Наряду с документами ценным историческим источником являются воспоминания старых большевиков, написанные по личным впечатлениям.
В 1927 году в связи с подготовкой празднования 10-летия революции Историко-партийным отделом ЦК ВКП(б) (Истпартом) была составлена так называемая «Анкета участника Октябрьского переворота». Да, да, не удивляйтесь. На первых порах советские историки не боялись этого слова «переворот». Это было еще то время, когда научная объективность ценилась, а все вещи и явления можно было называть своими именами.
«Анкета участника Октябрьского переворота» содержала 25 пунктов, сгруппированных по трем основным разделам: работа с февраля по октябрь 1917 года, непосредственно во время переворота и в первые дни после установления власти Советов. Особым пунктом в анкете был выделен вопрос о встречах в этот период с Лениным.
Более 350 человек из числа получивших анкеты заполнило их и вернуло в Истпарт. Среди них была и теща диктатора Аллилуева Ольга Евгеньевна (1877–1951).
Член КПСС с 1898 г. Работала в Тифлисской организации РСДРП. В 1905 г. находилась в Москве. За распространение большевистских прокламаций была арестована и заключена в Таганскую тюрьму.
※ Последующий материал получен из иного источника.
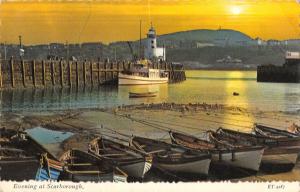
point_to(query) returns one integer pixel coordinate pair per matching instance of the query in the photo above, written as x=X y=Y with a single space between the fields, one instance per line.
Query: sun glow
x=236 y=10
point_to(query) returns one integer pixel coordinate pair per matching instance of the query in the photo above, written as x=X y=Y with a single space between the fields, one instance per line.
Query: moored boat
x=278 y=152
x=273 y=133
x=135 y=163
x=22 y=158
x=83 y=166
x=247 y=157
x=144 y=94
x=172 y=158
x=142 y=75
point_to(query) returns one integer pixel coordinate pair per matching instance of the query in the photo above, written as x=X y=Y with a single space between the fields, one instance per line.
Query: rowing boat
x=242 y=156
x=23 y=158
x=273 y=133
x=278 y=152
x=144 y=94
x=83 y=166
x=172 y=158
x=133 y=162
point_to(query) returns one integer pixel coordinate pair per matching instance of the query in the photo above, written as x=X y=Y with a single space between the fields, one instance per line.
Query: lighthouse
x=152 y=51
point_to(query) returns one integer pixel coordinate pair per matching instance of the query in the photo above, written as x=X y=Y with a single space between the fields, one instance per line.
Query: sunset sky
x=114 y=20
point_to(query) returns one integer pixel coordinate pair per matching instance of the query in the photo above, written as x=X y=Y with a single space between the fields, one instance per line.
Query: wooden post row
x=12 y=72
x=70 y=73
x=0 y=71
x=99 y=78
x=77 y=74
x=52 y=73
x=33 y=73
x=23 y=70
x=91 y=71
x=84 y=72
x=61 y=67
x=43 y=73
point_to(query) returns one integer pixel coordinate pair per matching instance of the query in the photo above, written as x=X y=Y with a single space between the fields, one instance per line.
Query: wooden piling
x=77 y=74
x=12 y=71
x=111 y=68
x=99 y=78
x=105 y=75
x=33 y=73
x=70 y=73
x=0 y=71
x=52 y=73
x=23 y=72
x=123 y=64
x=84 y=72
x=43 y=73
x=91 y=71
x=61 y=67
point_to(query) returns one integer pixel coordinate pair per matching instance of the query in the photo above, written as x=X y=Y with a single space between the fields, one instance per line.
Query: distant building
x=201 y=45
x=152 y=51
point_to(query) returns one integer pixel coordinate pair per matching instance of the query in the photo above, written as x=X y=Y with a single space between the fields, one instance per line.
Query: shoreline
x=152 y=121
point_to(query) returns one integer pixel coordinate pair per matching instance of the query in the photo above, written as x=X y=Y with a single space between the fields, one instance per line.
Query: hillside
x=196 y=49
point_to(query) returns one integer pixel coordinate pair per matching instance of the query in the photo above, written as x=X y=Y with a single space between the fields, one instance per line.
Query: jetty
x=19 y=73
x=289 y=72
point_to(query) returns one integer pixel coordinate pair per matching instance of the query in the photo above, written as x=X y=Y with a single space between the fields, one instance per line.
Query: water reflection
x=241 y=87
x=201 y=86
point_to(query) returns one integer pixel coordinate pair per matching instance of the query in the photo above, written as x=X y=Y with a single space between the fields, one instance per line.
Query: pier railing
x=53 y=73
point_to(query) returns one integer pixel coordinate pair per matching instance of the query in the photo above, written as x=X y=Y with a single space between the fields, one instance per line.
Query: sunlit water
x=200 y=86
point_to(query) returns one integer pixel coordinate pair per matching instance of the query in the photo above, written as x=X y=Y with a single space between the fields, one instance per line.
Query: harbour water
x=201 y=86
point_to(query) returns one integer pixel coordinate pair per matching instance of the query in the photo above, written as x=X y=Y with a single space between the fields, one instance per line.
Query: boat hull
x=281 y=158
x=243 y=159
x=19 y=169
x=137 y=170
x=200 y=167
x=108 y=177
x=137 y=80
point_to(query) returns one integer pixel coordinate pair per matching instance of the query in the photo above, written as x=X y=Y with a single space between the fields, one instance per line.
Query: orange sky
x=113 y=20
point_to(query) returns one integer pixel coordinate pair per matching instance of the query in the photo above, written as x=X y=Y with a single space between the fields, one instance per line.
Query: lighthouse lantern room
x=152 y=51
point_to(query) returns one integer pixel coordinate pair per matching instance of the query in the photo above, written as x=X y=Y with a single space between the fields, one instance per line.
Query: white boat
x=133 y=162
x=142 y=75
x=242 y=157
x=173 y=158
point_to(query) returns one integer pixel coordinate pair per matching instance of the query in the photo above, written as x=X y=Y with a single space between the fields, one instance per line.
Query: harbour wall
x=61 y=73
x=280 y=74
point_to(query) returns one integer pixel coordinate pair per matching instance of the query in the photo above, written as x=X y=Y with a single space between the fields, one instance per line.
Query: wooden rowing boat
x=135 y=163
x=173 y=158
x=235 y=155
x=278 y=152
x=144 y=94
x=23 y=158
x=271 y=132
x=83 y=166
x=49 y=169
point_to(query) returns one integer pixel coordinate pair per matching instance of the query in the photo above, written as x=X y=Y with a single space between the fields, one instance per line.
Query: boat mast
x=140 y=48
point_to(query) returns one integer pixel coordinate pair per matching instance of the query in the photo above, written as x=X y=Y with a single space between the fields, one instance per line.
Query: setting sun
x=236 y=10
x=41 y=21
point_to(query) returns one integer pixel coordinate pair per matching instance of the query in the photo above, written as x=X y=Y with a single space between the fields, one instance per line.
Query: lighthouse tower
x=152 y=51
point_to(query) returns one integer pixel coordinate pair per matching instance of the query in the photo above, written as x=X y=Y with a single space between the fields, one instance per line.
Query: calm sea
x=200 y=86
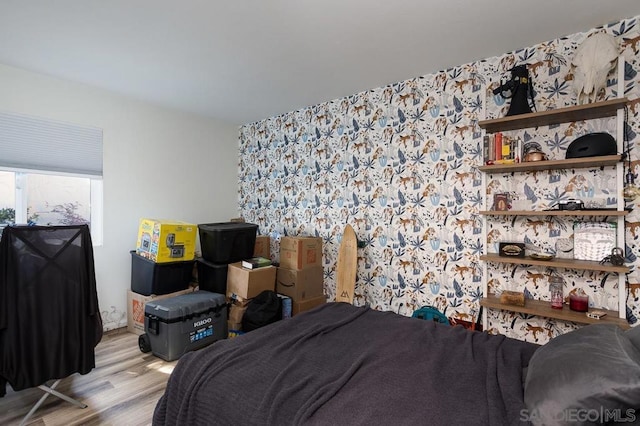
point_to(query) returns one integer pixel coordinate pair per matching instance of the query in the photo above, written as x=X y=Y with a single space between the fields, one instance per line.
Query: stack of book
x=501 y=149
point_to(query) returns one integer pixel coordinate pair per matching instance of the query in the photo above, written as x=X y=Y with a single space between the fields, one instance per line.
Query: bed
x=343 y=365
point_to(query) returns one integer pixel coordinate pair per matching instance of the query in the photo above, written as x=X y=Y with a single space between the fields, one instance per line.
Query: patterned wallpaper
x=399 y=163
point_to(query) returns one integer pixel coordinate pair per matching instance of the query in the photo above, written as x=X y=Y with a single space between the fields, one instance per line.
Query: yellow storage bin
x=163 y=240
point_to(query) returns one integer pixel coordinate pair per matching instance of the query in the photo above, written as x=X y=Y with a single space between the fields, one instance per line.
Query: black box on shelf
x=212 y=276
x=227 y=242
x=149 y=277
x=511 y=249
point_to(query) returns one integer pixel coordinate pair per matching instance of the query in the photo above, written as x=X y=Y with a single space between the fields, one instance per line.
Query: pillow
x=633 y=334
x=588 y=376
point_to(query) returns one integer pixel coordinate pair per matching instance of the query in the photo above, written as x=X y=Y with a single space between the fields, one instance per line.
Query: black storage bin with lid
x=149 y=277
x=212 y=276
x=179 y=324
x=227 y=242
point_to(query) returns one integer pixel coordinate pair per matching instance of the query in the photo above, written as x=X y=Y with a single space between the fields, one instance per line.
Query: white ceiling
x=245 y=60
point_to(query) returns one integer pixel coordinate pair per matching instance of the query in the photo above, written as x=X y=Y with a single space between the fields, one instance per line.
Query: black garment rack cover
x=49 y=316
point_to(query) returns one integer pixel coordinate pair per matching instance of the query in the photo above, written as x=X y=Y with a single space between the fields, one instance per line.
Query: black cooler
x=183 y=323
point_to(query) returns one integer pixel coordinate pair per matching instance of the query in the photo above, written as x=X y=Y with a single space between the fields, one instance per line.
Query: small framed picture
x=501 y=202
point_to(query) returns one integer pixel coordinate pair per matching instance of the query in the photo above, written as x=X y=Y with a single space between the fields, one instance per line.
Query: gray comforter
x=345 y=365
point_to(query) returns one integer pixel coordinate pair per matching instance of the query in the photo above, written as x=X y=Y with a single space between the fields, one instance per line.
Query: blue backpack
x=429 y=313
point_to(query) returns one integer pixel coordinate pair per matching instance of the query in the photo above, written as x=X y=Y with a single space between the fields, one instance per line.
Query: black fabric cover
x=343 y=365
x=49 y=317
x=262 y=310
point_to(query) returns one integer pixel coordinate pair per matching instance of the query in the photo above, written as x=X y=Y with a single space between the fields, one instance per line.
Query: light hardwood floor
x=122 y=390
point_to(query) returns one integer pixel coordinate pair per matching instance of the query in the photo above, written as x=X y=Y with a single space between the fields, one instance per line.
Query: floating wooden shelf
x=554 y=213
x=572 y=163
x=544 y=309
x=584 y=265
x=562 y=115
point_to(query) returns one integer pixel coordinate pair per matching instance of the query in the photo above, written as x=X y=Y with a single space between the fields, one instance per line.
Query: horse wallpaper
x=400 y=164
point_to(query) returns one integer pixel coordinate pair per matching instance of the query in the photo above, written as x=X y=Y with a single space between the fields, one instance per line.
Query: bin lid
x=184 y=305
x=227 y=226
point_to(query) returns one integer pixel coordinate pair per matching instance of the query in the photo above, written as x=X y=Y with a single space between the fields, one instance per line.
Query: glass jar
x=556 y=284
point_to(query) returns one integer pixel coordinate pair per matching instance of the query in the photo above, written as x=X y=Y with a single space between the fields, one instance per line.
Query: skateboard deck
x=346 y=266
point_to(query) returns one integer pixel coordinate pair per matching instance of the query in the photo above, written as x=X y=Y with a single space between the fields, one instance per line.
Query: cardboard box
x=308 y=304
x=300 y=252
x=263 y=246
x=135 y=308
x=248 y=283
x=236 y=312
x=300 y=284
x=162 y=240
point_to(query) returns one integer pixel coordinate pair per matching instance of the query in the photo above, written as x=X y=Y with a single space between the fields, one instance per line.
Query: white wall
x=158 y=163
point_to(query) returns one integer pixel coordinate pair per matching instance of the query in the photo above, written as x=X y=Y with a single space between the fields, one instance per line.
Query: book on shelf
x=256 y=262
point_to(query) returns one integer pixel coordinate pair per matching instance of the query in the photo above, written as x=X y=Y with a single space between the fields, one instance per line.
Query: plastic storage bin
x=212 y=276
x=148 y=277
x=227 y=242
x=184 y=323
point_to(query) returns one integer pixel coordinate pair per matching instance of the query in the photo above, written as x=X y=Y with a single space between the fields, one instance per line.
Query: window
x=51 y=199
x=50 y=173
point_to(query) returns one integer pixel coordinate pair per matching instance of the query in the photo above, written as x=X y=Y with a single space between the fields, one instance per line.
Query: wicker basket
x=593 y=240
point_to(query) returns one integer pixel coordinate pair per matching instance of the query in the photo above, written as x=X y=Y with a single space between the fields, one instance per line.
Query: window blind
x=35 y=143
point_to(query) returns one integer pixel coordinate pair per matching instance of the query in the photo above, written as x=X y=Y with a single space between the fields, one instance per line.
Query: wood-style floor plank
x=123 y=389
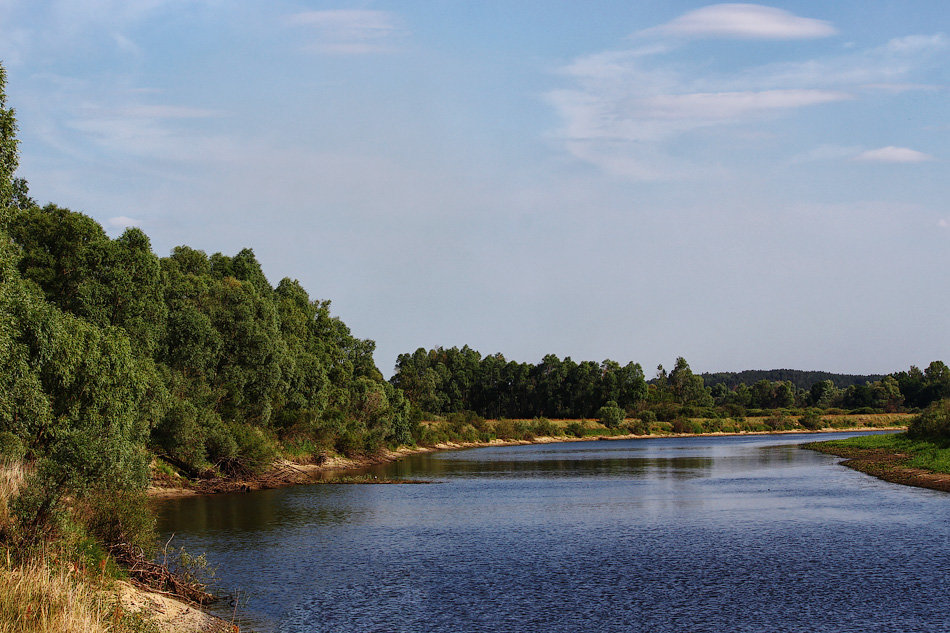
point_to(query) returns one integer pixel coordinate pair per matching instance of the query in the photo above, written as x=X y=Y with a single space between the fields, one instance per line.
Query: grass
x=932 y=455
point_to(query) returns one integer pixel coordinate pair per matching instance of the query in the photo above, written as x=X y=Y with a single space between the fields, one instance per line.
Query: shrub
x=504 y=429
x=610 y=415
x=11 y=448
x=778 y=421
x=682 y=425
x=545 y=428
x=638 y=426
x=811 y=419
x=934 y=422
x=121 y=517
x=577 y=429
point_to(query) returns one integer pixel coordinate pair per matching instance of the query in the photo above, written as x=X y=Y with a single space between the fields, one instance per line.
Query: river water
x=718 y=534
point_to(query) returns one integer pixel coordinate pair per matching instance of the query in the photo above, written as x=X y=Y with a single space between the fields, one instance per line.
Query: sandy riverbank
x=287 y=473
x=885 y=464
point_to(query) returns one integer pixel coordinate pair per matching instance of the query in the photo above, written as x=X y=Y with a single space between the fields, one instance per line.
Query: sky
x=749 y=186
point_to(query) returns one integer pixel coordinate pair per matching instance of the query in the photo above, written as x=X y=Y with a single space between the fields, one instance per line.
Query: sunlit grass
x=39 y=596
x=926 y=454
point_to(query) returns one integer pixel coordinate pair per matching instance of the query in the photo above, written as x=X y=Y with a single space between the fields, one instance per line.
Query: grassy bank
x=72 y=585
x=307 y=466
x=896 y=458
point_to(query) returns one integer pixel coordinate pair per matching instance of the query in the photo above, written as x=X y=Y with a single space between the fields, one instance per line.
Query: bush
x=811 y=419
x=685 y=425
x=577 y=429
x=121 y=517
x=610 y=415
x=933 y=423
x=638 y=426
x=545 y=428
x=11 y=448
x=778 y=421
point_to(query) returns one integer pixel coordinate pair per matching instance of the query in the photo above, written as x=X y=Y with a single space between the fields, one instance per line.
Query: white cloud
x=744 y=21
x=824 y=153
x=891 y=154
x=350 y=31
x=635 y=112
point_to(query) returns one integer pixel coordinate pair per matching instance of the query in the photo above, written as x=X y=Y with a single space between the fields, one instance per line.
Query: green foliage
x=610 y=415
x=576 y=429
x=932 y=423
x=11 y=448
x=811 y=420
x=445 y=381
x=121 y=518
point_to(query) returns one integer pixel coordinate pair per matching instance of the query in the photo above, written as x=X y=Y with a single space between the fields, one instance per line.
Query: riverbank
x=896 y=459
x=288 y=473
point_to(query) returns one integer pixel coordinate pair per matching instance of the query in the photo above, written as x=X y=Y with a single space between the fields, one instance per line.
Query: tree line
x=442 y=381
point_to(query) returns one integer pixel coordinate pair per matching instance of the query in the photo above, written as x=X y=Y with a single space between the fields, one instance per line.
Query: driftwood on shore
x=157 y=577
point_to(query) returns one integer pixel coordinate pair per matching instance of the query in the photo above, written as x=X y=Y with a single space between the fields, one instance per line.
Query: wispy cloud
x=123 y=222
x=350 y=31
x=891 y=154
x=631 y=112
x=743 y=21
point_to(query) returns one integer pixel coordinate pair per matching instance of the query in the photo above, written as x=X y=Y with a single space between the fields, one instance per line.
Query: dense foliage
x=443 y=381
x=111 y=355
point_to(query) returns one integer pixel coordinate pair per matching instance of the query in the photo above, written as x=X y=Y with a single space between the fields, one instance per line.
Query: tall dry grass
x=40 y=597
x=35 y=598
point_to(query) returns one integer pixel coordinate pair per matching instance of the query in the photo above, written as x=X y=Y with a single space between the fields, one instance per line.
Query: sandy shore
x=286 y=473
x=170 y=614
x=885 y=464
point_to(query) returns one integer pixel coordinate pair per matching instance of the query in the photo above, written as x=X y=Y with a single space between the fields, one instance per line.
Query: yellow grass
x=37 y=597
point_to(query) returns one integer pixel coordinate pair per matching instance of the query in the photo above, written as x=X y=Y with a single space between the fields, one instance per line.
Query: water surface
x=688 y=534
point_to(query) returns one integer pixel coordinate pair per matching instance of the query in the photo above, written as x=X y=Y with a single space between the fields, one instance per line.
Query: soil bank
x=288 y=473
x=885 y=464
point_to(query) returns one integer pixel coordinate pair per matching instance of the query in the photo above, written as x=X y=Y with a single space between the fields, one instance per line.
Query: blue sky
x=745 y=185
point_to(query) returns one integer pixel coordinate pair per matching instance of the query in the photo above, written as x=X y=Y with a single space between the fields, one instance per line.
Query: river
x=718 y=534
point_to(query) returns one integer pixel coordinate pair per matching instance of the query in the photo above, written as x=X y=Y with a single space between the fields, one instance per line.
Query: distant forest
x=442 y=381
x=800 y=379
x=117 y=362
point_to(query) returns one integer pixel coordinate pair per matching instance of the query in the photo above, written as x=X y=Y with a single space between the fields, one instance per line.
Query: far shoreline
x=887 y=465
x=287 y=473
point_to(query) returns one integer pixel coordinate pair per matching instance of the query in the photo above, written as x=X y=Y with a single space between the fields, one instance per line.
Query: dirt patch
x=884 y=464
x=171 y=615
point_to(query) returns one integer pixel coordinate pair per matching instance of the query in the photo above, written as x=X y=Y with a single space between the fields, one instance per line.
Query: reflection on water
x=694 y=534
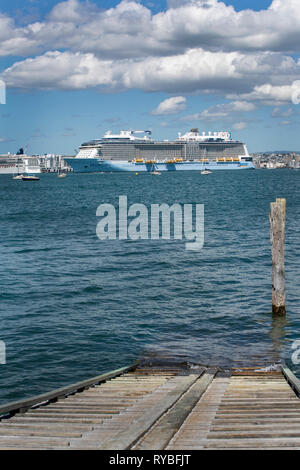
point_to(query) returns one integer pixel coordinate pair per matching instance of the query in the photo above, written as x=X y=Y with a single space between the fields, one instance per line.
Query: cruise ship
x=135 y=150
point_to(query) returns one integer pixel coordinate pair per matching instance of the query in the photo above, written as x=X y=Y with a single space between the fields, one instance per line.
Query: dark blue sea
x=73 y=306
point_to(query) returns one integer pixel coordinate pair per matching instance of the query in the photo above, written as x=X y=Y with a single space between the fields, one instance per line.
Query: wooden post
x=277 y=229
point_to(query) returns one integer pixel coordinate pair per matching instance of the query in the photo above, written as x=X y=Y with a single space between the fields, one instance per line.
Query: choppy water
x=73 y=306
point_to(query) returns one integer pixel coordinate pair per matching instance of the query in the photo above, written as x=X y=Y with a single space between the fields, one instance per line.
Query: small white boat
x=30 y=178
x=154 y=170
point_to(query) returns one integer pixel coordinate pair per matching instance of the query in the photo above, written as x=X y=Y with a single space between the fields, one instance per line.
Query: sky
x=74 y=69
С 1906 г. снова работала в большевистской организации Тифлиса, участвовала в транспортировке оружия и нелегальной литературы. С 1907 г. — в Петербурге: содержала конспиративную квартиру, организовывала материальную помощь ссыльным и т. д.
В июле 1917 г. в квартире Аллилуевых скрывался В. И. Ленин, там же встречались члены ЦК партии. В октябрьские дни 1917 г. О. Е. Аллилуева выполняла ряд поручений ЦК по связи. После Великой Октябрьской социалистической революции работала во ВНИК. С 1928 г. — персональный пенсионер.
На анкету Истпарта она ответила так:
«В 1917 г. я жила в Петрограде, работая операционной сестрой в городском лазарете № 146 на Александровском проспекте на Петроградской стороне.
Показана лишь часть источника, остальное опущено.